Popov’s face closed. Fomin turned to Charlie, the intended praise unspoken. ‘You have an observation to make?’

‘Several,’ promised Charlie. ‘There’s no reason at all to suppose the contents of the lorries were transferred where they were found. If an hour elapsed before their discovery – thirty minutes even – the transfer vehicles could have got way beyond the city limits before any checks were in place. So your cordon is useless. Dumping vehicles used in a theft is basic robbery practice. But why abandon the four vehicles where they’re bound to be found so quickly? Or leave the Ford on a no-stopping ring road where its being immediately found was even more assured? The thing’s got a petrol gauge. Knowing that it was running out of fuel, why wasn’t it abandoned in some back alley somewhere? Like the other vehicles could have been split up and left in places where they wouldn’t have been found or aroused suspicion for days. Everything was left for exactly the same reason that the canisters were breached. It’s all decoys: the breaching to delay the beginning of any proper investigation – which it did – and the vehicles to concentrate everything within Moscow. Which it did. Making it that much easier to get the stuff into the West.’

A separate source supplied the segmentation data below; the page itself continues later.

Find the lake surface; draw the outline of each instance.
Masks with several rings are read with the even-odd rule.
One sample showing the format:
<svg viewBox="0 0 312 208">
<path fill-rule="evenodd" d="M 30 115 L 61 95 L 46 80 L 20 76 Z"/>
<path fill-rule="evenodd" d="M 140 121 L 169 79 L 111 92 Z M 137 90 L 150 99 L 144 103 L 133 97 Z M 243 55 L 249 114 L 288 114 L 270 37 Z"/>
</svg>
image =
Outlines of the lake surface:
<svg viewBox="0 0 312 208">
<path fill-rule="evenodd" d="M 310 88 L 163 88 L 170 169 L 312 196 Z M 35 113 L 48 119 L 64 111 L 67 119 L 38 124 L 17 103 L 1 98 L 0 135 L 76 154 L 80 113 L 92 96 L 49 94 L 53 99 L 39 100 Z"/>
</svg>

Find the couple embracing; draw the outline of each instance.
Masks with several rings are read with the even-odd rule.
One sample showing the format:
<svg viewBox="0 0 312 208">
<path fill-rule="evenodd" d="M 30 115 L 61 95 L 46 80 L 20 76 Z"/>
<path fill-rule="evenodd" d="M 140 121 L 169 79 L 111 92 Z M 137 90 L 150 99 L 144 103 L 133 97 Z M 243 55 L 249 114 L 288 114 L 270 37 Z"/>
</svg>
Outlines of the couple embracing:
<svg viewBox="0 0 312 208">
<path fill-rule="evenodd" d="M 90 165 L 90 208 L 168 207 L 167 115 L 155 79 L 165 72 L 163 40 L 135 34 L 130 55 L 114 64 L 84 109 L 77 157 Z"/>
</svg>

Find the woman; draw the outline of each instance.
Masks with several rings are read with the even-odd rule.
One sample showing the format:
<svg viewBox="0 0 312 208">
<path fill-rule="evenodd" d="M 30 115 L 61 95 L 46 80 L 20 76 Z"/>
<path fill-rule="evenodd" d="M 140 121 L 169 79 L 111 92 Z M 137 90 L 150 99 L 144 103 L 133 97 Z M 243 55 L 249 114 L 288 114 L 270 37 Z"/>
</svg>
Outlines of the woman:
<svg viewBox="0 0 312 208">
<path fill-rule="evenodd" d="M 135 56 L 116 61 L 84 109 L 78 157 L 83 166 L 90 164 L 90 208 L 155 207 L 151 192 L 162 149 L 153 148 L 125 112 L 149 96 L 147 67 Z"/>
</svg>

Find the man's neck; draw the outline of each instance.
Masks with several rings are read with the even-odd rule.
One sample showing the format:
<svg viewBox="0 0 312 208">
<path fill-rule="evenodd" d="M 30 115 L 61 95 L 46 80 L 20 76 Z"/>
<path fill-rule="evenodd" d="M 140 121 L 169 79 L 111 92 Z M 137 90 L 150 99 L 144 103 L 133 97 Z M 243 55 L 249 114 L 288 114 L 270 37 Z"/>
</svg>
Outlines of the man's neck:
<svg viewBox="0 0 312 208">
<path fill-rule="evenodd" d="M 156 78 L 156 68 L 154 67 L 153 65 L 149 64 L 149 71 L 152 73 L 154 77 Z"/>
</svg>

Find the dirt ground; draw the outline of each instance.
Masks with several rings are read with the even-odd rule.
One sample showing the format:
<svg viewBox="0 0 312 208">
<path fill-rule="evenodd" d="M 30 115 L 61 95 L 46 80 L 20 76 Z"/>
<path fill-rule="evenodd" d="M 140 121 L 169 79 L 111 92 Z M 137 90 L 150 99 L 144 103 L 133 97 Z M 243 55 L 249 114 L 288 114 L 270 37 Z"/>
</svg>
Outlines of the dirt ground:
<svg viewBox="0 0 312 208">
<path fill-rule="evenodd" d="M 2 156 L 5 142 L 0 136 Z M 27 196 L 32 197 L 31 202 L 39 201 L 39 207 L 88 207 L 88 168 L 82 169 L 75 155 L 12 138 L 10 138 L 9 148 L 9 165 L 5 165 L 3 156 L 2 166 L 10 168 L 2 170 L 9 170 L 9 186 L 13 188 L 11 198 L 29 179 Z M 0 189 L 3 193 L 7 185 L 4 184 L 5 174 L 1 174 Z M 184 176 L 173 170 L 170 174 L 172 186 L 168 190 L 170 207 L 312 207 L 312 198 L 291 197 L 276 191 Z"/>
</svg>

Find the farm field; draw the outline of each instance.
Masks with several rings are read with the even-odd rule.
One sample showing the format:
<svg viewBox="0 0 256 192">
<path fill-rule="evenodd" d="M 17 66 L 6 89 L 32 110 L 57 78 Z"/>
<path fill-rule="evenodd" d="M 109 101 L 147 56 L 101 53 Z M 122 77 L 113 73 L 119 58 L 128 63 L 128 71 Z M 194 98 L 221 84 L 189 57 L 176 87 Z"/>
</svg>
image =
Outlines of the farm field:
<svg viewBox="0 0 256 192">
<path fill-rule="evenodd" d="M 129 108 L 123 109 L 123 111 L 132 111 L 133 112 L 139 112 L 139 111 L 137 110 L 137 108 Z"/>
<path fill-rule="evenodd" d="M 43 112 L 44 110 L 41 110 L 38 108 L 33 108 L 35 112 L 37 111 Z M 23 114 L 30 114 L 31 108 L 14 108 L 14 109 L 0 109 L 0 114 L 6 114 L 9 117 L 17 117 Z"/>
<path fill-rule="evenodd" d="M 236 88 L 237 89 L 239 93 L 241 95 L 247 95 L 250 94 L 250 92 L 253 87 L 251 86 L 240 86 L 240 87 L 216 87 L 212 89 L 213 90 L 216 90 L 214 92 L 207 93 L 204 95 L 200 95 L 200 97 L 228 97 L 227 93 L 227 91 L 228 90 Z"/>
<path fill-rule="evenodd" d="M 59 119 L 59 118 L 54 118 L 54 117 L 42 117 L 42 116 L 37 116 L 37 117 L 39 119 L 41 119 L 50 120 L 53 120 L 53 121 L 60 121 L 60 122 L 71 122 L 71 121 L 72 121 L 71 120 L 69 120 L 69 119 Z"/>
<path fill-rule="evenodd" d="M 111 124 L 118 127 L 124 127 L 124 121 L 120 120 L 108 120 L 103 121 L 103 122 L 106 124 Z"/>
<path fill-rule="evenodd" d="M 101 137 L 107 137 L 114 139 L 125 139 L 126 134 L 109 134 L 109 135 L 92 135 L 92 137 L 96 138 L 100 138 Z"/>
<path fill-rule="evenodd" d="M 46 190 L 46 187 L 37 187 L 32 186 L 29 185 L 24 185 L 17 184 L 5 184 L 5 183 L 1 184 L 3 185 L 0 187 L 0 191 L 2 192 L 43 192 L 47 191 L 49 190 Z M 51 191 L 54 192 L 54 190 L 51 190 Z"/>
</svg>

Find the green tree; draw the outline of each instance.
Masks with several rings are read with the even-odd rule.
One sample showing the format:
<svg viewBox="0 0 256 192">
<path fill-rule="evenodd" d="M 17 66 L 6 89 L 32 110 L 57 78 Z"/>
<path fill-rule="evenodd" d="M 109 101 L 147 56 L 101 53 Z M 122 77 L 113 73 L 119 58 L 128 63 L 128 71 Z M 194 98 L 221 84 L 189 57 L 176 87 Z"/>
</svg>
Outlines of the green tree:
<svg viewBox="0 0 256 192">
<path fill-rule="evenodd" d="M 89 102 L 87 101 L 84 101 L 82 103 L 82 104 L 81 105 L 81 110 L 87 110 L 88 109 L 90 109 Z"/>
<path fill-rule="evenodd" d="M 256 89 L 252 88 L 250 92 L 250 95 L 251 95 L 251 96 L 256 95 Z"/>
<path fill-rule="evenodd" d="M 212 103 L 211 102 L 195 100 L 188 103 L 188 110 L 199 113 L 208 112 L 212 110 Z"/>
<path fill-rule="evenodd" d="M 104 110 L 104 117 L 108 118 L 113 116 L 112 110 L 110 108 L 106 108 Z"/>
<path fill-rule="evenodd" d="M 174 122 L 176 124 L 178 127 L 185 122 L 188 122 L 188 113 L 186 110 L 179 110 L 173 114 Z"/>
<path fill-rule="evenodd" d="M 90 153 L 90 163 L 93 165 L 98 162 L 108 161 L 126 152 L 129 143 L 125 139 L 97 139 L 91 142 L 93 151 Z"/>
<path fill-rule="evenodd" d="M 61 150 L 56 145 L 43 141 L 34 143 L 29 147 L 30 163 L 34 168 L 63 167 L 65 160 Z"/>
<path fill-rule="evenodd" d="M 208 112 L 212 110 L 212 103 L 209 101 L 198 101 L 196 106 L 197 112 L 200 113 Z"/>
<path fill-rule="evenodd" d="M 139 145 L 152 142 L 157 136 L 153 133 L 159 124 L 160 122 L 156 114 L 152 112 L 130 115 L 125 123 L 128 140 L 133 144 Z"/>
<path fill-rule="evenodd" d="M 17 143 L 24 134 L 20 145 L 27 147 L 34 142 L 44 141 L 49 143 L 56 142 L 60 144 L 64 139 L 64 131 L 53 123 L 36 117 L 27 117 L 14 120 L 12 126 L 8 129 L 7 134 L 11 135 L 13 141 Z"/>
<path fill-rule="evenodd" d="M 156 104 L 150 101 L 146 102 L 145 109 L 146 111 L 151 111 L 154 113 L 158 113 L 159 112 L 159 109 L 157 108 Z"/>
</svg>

‘A fascinating theory, without any supportive facts,’ sneered the taller of the two spetznaz officers.

‘Establish some facts then!’ Charlie knew he’d get six buckets of shit knocked out of him in a stand-up fight with the Special Forces officer but in a stand-up discussion of deception it wasn’t a contest.

‘How?’ asked the other soldier, sparing his colleague.

Charlie gestured sideways, to Kestler, ‘From the American photographs we know exactly what time the train was stopped: twelve thirty-five the night before last. And we know precisely the time the trucks were found at the Arbat and the Ford on the ring road. They would have been driven fast from the scene of the robbery. So let’s try an average speed of sixty kilometres an hour. Drive the trucks – once they’ve been cleared by your nuclear people and by your forensic examiners – between Pizhma and Moscow to see if the journey takes almost twenty-nine hours! They’d have had to be going backwards to take that long! Fill the Ford up with petrol and see if it can make the journey on one tank. It won’t be able to. See how many times it has to be filled up to get directly from Pizhma to Moscow. The petrol left, on arrival here, will indicate how large a detour they took to offload the canisters before dumping the vehicles in Moscow.’

‘I think we must accept those as valid qualifications,’ conceded Badim, reluctantly.